Петруша убежал вперёд, детски радуясь открывшимся просторам и тёплому дню. Надежда Петровна поправила широкополую шляпу, защищавшую от солнца лицо, вдохнула аромат цветов. Миша любовался ею до стеснения в груди. По одному её слову он бы расстался с мыслями о священничестве, забыл бы обо всём, а она молчала, смотрела ласково, но видела лишь… мальчишку. Знала бы она, что сделалась главным грехом его исповедей! Благоговея перед ней, он не мог не питать к ней самого земного, плотского влечения. Ни один мужчина не смог бы! И это влечение рождало в воображении куда как далёкие от целомудрия фантазии. Мысленно он уже не раз был с этой женщиной и, вспоминая об этом рядом с нею, каждый раз стыдился себя, чувствовал себя грязным перед нею.
– Столько у вас забот с нами! – словно острой иглой в грудь кольнула.
Миша не выдержал, тронул горячими губами кончики её пальцев, сказал негромко:
– Я бы хотел заботиться о вас каждую минуту моей жизни до самого последнего её часа! Если бы вы только позволили мне! Надежда Петровна, знайте, что моя жизнь принадлежит вам, вы вольны распоряжаться мною!
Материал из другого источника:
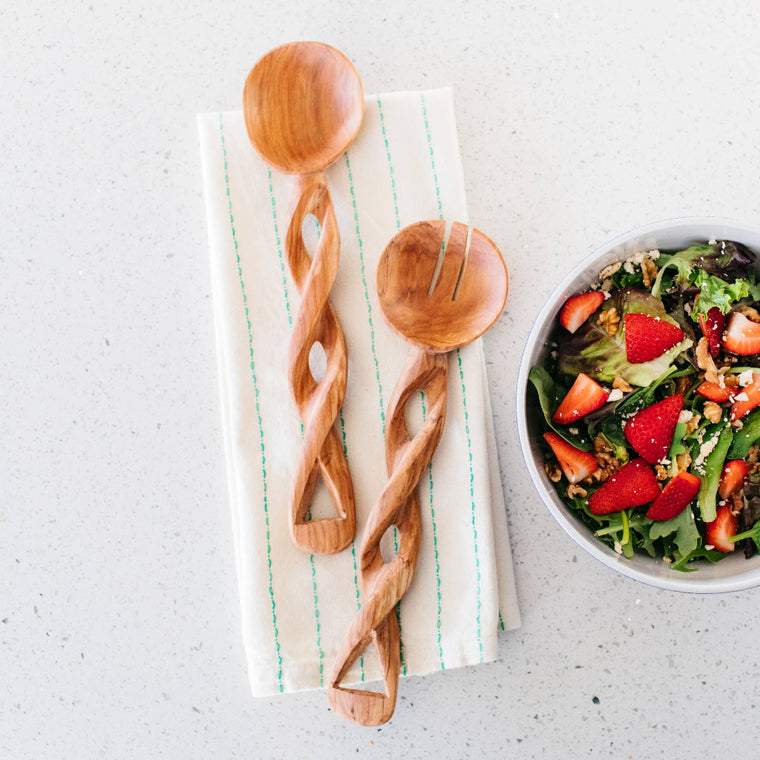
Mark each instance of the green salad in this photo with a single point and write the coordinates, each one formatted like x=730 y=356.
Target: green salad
x=650 y=398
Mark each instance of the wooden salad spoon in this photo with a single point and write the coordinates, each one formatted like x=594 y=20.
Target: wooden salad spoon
x=303 y=104
x=438 y=295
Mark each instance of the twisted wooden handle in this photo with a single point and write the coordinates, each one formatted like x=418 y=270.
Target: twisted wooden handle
x=384 y=583
x=318 y=402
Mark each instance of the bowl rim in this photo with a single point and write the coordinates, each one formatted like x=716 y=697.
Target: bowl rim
x=680 y=583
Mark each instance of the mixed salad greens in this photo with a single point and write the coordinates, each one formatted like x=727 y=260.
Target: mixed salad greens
x=650 y=394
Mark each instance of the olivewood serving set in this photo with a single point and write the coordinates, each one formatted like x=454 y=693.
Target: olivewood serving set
x=440 y=286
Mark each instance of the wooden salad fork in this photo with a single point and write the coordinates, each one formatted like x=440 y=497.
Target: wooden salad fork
x=439 y=295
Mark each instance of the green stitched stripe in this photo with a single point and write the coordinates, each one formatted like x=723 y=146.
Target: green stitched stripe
x=398 y=227
x=366 y=294
x=390 y=163
x=435 y=552
x=430 y=467
x=258 y=407
x=464 y=398
x=315 y=594
x=472 y=502
x=432 y=156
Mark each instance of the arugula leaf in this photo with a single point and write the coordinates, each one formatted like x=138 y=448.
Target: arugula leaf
x=714 y=291
x=725 y=259
x=745 y=437
x=676 y=446
x=549 y=398
x=684 y=526
x=753 y=533
x=591 y=349
x=713 y=466
x=712 y=555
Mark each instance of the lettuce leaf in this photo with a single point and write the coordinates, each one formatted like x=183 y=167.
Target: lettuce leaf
x=549 y=398
x=714 y=291
x=724 y=259
x=602 y=356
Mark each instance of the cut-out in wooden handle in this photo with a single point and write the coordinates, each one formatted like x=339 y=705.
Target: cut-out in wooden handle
x=384 y=583
x=318 y=403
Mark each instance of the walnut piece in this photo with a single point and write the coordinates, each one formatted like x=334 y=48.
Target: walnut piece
x=693 y=424
x=705 y=361
x=683 y=461
x=575 y=490
x=713 y=411
x=648 y=271
x=609 y=320
x=553 y=471
x=752 y=314
x=683 y=384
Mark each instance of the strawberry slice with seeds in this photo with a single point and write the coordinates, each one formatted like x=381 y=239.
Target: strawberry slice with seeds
x=712 y=325
x=742 y=335
x=650 y=431
x=632 y=485
x=675 y=496
x=721 y=529
x=647 y=338
x=732 y=477
x=745 y=399
x=576 y=464
x=717 y=393
x=584 y=397
x=579 y=308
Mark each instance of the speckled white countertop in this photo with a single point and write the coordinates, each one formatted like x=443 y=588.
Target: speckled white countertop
x=119 y=621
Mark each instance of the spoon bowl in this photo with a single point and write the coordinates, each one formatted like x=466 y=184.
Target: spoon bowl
x=303 y=105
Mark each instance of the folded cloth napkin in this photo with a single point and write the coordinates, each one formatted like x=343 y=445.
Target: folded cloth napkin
x=404 y=166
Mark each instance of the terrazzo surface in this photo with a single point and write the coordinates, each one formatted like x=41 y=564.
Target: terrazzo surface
x=119 y=620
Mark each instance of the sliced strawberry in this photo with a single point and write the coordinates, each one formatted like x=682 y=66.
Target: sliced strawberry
x=578 y=309
x=732 y=478
x=584 y=397
x=712 y=328
x=675 y=496
x=721 y=529
x=632 y=485
x=647 y=337
x=717 y=393
x=742 y=335
x=575 y=464
x=650 y=431
x=746 y=398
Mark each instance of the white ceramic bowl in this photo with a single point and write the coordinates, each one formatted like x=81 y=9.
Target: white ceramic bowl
x=730 y=574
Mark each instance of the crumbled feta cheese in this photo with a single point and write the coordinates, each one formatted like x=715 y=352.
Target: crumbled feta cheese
x=609 y=270
x=745 y=378
x=704 y=451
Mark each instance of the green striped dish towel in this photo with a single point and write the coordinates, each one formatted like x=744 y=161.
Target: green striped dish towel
x=404 y=166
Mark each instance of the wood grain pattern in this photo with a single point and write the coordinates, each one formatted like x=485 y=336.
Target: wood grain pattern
x=384 y=583
x=438 y=300
x=303 y=105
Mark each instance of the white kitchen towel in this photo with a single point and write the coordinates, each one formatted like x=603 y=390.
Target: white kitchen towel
x=404 y=166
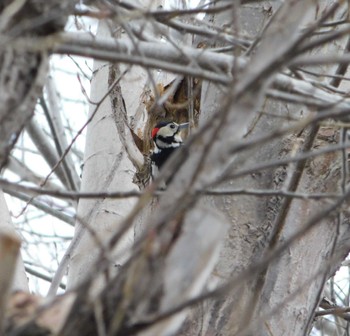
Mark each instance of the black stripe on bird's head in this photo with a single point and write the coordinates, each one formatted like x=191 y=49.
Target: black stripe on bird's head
x=167 y=134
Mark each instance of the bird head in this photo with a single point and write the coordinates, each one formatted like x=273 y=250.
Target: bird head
x=166 y=134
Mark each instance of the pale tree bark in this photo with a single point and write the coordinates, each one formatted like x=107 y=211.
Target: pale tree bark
x=250 y=263
x=19 y=281
x=289 y=289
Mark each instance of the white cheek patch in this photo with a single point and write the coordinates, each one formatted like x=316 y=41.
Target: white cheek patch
x=162 y=144
x=178 y=138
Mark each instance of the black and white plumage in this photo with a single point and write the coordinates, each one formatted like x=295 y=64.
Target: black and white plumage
x=167 y=138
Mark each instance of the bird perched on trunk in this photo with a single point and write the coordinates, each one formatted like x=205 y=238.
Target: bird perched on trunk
x=166 y=137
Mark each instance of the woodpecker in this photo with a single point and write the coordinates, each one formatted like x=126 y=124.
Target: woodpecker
x=167 y=138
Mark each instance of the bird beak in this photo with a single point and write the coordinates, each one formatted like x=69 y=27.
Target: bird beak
x=184 y=125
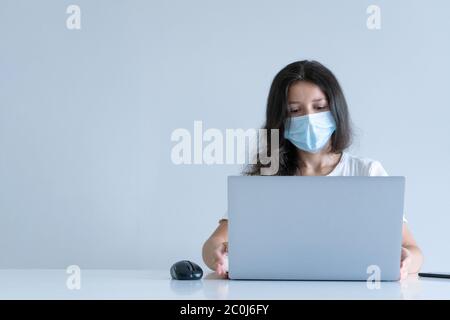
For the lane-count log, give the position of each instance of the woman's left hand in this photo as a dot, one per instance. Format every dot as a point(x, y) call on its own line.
point(405, 263)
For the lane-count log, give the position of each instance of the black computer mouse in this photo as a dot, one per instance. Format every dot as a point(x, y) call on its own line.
point(186, 270)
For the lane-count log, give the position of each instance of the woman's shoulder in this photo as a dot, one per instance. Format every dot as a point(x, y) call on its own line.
point(363, 166)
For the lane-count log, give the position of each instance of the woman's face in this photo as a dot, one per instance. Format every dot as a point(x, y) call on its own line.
point(306, 98)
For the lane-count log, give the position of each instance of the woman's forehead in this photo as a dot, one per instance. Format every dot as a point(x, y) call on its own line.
point(305, 91)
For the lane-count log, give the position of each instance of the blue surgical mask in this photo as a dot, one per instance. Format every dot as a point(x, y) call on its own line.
point(311, 132)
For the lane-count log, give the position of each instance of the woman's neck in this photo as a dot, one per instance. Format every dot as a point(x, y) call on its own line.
point(318, 163)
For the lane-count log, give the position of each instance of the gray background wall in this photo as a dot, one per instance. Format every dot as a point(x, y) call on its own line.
point(86, 116)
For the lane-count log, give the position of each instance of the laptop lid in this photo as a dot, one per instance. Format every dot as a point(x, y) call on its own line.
point(315, 228)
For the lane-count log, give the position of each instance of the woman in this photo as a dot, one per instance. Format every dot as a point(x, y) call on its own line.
point(307, 105)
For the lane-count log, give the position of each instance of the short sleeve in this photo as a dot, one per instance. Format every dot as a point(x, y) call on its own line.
point(376, 169)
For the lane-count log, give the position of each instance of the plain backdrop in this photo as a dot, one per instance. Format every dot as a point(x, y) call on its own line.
point(86, 116)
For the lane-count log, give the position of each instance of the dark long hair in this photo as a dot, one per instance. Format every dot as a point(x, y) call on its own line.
point(277, 112)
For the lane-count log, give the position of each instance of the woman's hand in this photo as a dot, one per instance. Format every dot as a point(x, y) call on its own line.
point(220, 255)
point(405, 263)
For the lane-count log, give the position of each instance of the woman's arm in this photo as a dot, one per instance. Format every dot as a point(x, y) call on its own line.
point(411, 253)
point(215, 248)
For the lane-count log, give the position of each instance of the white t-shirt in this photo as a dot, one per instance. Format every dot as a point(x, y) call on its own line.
point(350, 165)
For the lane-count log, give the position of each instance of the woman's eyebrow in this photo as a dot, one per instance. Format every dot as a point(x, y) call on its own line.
point(314, 100)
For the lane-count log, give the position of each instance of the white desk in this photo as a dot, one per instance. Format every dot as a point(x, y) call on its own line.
point(156, 284)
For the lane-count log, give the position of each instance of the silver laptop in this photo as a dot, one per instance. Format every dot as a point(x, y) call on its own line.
point(315, 228)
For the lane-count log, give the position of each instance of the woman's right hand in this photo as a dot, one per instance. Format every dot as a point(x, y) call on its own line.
point(220, 255)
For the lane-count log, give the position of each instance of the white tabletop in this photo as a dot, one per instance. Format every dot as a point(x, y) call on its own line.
point(157, 284)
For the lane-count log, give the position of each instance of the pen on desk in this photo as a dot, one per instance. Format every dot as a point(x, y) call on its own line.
point(442, 275)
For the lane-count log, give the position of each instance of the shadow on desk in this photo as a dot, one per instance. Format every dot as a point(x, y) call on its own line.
point(213, 286)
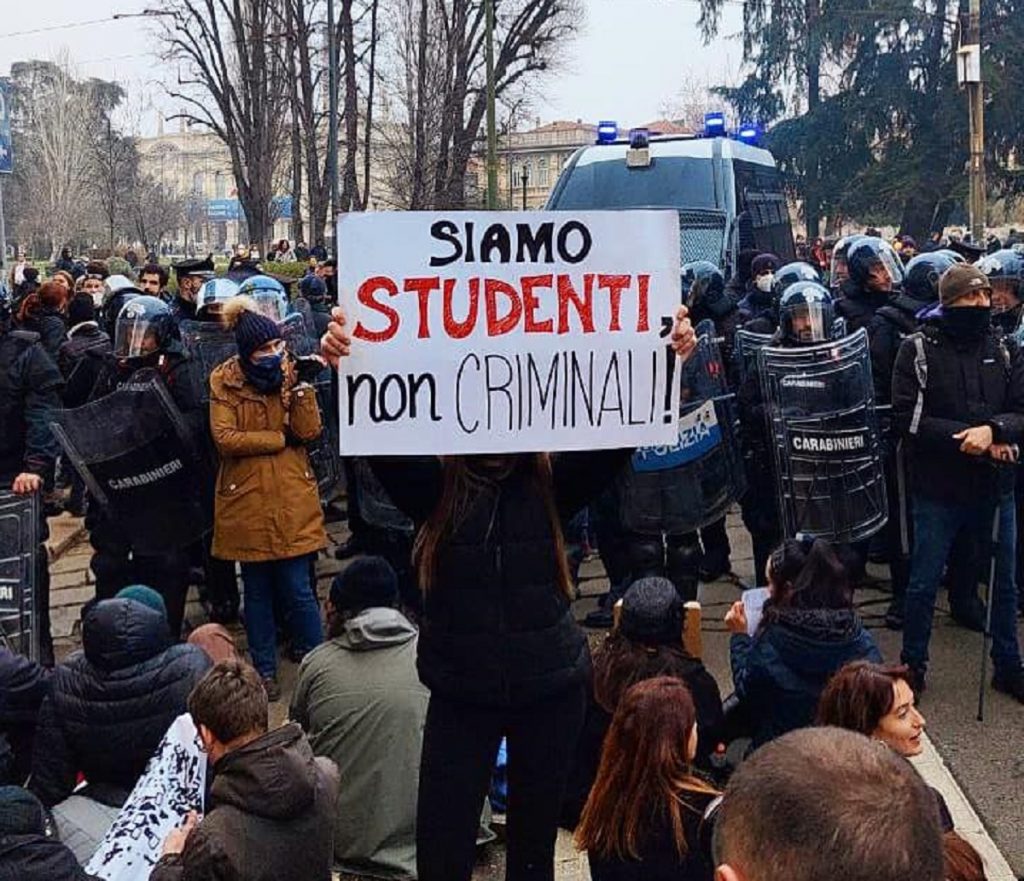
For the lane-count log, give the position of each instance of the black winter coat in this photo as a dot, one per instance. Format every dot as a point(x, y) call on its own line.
point(78, 362)
point(24, 684)
point(969, 383)
point(858, 307)
point(270, 816)
point(36, 857)
point(891, 325)
point(780, 672)
point(497, 629)
point(112, 703)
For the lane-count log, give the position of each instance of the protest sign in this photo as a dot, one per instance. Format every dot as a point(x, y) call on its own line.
point(501, 332)
point(174, 783)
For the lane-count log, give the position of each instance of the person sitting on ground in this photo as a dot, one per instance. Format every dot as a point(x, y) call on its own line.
point(109, 709)
point(808, 631)
point(642, 821)
point(216, 641)
point(270, 808)
point(360, 702)
point(24, 684)
point(647, 642)
point(27, 852)
point(877, 701)
point(826, 803)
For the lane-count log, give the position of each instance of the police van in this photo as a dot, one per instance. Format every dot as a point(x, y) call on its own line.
point(727, 190)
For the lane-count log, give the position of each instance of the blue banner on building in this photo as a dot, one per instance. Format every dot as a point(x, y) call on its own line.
point(230, 209)
point(6, 150)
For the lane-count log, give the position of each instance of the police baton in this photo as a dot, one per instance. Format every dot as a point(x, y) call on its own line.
point(989, 588)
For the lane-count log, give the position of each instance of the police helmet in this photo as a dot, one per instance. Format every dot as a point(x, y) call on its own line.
point(1006, 273)
point(791, 274)
point(806, 313)
point(144, 326)
point(875, 265)
point(704, 283)
point(839, 271)
point(922, 276)
point(214, 294)
point(268, 294)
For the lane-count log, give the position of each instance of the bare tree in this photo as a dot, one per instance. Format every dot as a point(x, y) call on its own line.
point(233, 82)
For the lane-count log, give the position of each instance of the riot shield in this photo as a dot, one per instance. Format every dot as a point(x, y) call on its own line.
point(827, 447)
point(142, 462)
point(744, 352)
point(375, 504)
point(679, 489)
point(18, 546)
point(209, 344)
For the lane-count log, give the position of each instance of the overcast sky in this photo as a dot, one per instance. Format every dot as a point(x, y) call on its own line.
point(631, 58)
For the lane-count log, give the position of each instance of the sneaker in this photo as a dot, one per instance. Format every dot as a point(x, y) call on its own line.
point(271, 687)
point(1010, 682)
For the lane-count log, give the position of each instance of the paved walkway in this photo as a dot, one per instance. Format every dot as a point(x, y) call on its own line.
point(72, 585)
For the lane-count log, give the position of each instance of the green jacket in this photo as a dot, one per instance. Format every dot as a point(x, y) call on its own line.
point(361, 704)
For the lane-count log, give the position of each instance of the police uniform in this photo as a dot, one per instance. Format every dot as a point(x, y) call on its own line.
point(30, 394)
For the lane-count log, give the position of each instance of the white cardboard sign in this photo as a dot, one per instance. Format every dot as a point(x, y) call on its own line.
point(508, 332)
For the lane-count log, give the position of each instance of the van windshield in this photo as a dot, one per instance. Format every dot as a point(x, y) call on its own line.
point(669, 182)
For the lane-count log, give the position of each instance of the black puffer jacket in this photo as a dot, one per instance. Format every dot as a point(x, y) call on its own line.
point(967, 383)
point(112, 703)
point(497, 629)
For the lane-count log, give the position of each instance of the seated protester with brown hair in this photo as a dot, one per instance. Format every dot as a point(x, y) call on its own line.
point(644, 815)
point(110, 706)
point(27, 852)
point(269, 812)
point(877, 701)
point(808, 631)
point(647, 642)
point(823, 803)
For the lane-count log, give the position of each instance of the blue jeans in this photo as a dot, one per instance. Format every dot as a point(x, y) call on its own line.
point(289, 581)
point(935, 526)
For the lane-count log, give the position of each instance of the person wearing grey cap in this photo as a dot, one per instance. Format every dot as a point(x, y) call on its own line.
point(958, 404)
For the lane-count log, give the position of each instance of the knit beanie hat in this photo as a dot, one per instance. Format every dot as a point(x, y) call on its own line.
point(20, 812)
point(251, 329)
point(143, 595)
point(81, 309)
point(652, 613)
point(961, 280)
point(367, 583)
point(764, 263)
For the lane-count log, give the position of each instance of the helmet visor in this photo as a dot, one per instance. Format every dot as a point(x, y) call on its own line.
point(810, 322)
point(270, 303)
point(135, 337)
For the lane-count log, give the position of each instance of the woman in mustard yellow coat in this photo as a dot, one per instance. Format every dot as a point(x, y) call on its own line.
point(267, 513)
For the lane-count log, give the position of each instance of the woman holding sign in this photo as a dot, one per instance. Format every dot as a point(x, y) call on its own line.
point(499, 647)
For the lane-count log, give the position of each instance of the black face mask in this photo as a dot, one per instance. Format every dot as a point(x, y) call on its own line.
point(968, 322)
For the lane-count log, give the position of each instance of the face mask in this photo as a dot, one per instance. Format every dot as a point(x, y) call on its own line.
point(968, 322)
point(266, 374)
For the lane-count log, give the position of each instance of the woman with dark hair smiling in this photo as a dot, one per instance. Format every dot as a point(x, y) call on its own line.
point(642, 821)
point(808, 631)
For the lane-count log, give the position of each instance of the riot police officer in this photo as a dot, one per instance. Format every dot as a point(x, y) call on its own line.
point(958, 403)
point(893, 323)
point(876, 276)
point(145, 336)
point(807, 317)
point(30, 394)
point(190, 276)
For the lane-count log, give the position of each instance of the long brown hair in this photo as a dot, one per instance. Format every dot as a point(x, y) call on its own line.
point(859, 696)
point(645, 771)
point(461, 485)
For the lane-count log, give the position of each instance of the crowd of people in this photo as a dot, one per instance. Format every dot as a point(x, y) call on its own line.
point(452, 638)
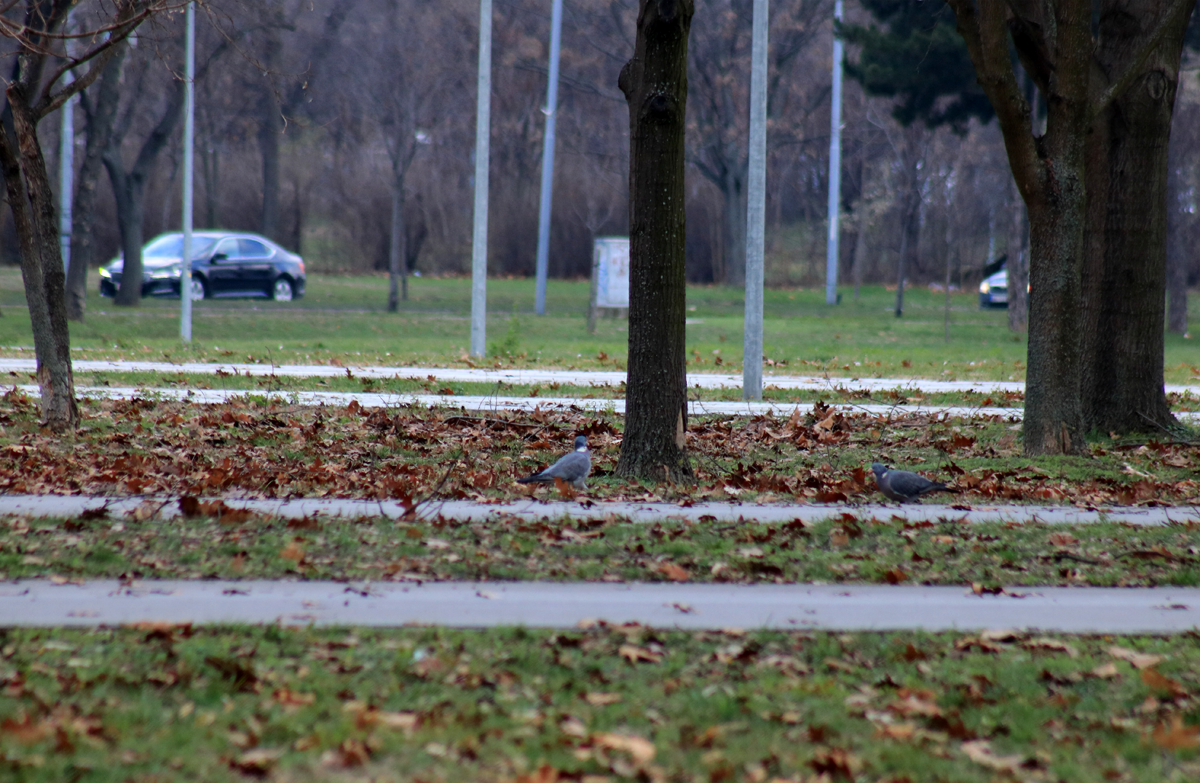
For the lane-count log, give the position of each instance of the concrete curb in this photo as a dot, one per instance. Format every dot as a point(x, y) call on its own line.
point(574, 377)
point(1156, 610)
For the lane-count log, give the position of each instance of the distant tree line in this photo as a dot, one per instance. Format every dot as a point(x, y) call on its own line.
point(328, 124)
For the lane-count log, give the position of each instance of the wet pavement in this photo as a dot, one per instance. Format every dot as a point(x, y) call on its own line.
point(573, 377)
point(41, 603)
point(162, 507)
point(496, 402)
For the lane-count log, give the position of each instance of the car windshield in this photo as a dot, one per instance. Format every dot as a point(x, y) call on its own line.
point(172, 246)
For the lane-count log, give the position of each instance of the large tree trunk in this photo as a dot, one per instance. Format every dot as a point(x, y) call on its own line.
point(1125, 273)
point(655, 87)
point(1049, 172)
point(1054, 422)
point(31, 201)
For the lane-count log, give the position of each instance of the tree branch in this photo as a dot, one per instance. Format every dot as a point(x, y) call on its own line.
point(1133, 70)
point(987, 37)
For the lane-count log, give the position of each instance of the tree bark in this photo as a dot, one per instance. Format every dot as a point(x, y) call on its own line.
point(1049, 169)
point(655, 87)
point(1125, 269)
point(31, 199)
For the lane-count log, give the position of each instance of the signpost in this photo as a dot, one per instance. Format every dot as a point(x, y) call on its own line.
point(610, 276)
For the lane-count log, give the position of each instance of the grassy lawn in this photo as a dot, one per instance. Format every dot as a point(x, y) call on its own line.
point(343, 320)
point(174, 703)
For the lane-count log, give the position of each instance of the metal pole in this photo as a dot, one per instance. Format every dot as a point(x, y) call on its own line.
point(483, 129)
point(834, 167)
point(66, 175)
point(185, 273)
point(756, 205)
point(547, 155)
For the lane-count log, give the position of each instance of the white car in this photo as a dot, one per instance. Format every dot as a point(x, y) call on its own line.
point(994, 291)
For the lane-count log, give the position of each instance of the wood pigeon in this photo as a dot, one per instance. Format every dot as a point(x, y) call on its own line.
point(571, 467)
point(903, 485)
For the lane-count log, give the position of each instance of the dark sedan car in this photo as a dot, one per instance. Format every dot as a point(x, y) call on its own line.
point(223, 264)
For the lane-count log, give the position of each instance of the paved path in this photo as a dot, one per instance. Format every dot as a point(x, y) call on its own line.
point(471, 402)
point(563, 605)
point(574, 377)
point(467, 510)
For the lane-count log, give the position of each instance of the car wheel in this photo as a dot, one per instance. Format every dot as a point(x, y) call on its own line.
point(199, 290)
point(282, 291)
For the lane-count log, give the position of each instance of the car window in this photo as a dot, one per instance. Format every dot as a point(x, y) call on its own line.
point(169, 246)
point(253, 249)
point(229, 247)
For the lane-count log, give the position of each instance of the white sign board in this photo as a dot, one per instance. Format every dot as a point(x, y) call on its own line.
point(611, 270)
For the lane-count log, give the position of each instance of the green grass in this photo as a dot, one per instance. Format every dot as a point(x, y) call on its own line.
point(343, 320)
point(162, 703)
point(852, 548)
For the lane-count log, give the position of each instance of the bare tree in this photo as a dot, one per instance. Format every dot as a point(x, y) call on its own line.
point(36, 89)
point(1081, 351)
point(655, 85)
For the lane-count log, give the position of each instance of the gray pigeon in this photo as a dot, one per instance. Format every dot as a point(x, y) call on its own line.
point(903, 485)
point(571, 467)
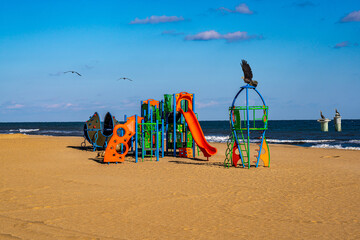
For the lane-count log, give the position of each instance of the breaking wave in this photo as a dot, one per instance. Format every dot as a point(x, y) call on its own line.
point(338, 146)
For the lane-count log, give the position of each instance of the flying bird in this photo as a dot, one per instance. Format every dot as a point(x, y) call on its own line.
point(247, 73)
point(322, 116)
point(124, 78)
point(73, 72)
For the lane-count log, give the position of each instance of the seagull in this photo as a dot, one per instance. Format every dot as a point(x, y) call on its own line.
point(322, 116)
point(124, 78)
point(247, 73)
point(73, 72)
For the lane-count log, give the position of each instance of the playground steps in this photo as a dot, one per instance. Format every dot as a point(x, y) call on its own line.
point(186, 152)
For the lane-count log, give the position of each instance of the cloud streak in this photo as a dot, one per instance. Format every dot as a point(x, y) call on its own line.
point(172, 33)
point(241, 8)
point(304, 4)
point(229, 37)
point(157, 19)
point(344, 44)
point(15, 106)
point(351, 17)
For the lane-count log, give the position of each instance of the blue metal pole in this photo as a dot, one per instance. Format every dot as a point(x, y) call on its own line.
point(191, 134)
point(162, 137)
point(232, 125)
point(157, 140)
point(143, 142)
point(174, 127)
point(248, 125)
point(151, 132)
point(141, 112)
point(136, 133)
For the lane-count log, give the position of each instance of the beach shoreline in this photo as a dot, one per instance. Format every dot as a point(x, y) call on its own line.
point(51, 189)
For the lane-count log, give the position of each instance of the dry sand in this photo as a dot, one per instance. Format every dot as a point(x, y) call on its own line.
point(50, 189)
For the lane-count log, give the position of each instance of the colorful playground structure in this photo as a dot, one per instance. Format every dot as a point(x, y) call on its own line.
point(97, 136)
point(169, 126)
point(243, 121)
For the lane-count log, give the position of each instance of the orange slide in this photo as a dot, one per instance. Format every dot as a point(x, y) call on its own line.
point(128, 128)
point(194, 124)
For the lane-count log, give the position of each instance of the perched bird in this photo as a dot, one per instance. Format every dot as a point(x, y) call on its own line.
point(73, 72)
point(248, 73)
point(124, 78)
point(322, 116)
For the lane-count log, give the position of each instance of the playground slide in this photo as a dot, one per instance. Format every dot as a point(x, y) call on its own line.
point(197, 133)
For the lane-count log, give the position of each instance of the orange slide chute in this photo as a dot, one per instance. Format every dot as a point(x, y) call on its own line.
point(194, 124)
point(115, 153)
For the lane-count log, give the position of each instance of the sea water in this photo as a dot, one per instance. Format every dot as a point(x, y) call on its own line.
point(306, 133)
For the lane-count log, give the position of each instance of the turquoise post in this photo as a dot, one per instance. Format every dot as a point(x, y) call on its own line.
point(157, 140)
point(174, 127)
point(143, 142)
point(162, 137)
point(136, 133)
point(193, 137)
point(248, 127)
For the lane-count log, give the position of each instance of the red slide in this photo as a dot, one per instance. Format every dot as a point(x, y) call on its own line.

Она мягко отняла руку, опустила лицо, так что его вовсе не стало видно под полями шляпы. В этот миг к подводе подбежал Петруша с пригоршней земляники в ладонях. Протянув ягоды матери, предложил:
– Угощайся, мама!
До конца пути они говорили лишь об отвлечённых предметах. По приезде в Серпухов Миша помог Надежде Петровне устроиться на новом месте, познакомил её с отцом Александром Кремышенским, ставшим инициатором серпуховского отхода. Последний обещал помогать изгнаннице на первых порах освоиться в городе. Когда Миша уже собирался уезжать, Надежда Петровна сказала виноватым тоном:
– Мишенька, я хотела вам сказать… Вы очень дороги мне. Вы стали мне за два года близким человеком. Вы мне… – она помедлила, – как брат, которого у меня никогда не было. Но не ждите, прошу вас, большего. Я люблю только одного человека: моего мужа. Только в надежде на то, что он жив, я не уехала из России. И я… буду верна ему до конца. А если не ему, то его памяти. Простите меня! Менее всего я хотела бы вам причинить боль. Простите!
– Это вы простите меня, – ответил Миша, скрепя сердце. – Я не должен был забываться. Как бы то ни было, одно остаётся в силе: что бы ни случилось, вы всегда можете рассчитывать на меня. Мою преданность вам не изменит ничто.
– Спаси вас Господь, Мишенька! – впервые за этот тяжёлый день на глазах Надежды Петровны блеснули слёзы.
В Москву Миша возвращался опустошённым. Горько ощутилось отсутствие отца Валентина, всегда умевшего найти единственное нужное слово. Как хотелось увидеть его! Выплакать перед ним всё раздирающее душу! Но и этого утешения был лишен он. И даже молитва не давала облегчения…
На другой день после службы на Ильинке было собрание, посвящённое нехватке пастырей в истинной Церкви ввиду их учащающихся арестов. Всем было ясно, что отцу Никодиму, сменившему отца Валентина, недолго оставаться на свободе. В условиях развернувшихся гонений необходим был резерв священнослужителей, которые могли бы заместить арестованных и ссыльных исповедников. Вопрос ставился, по существу, как призыв к верным пополнить ряды. Практически записаться в смертники…
И, вот, при воцарившемся скорбном и тревожном молчании из рядов прихожан выступило несколько молодых людей, готовых принести себя в жертву.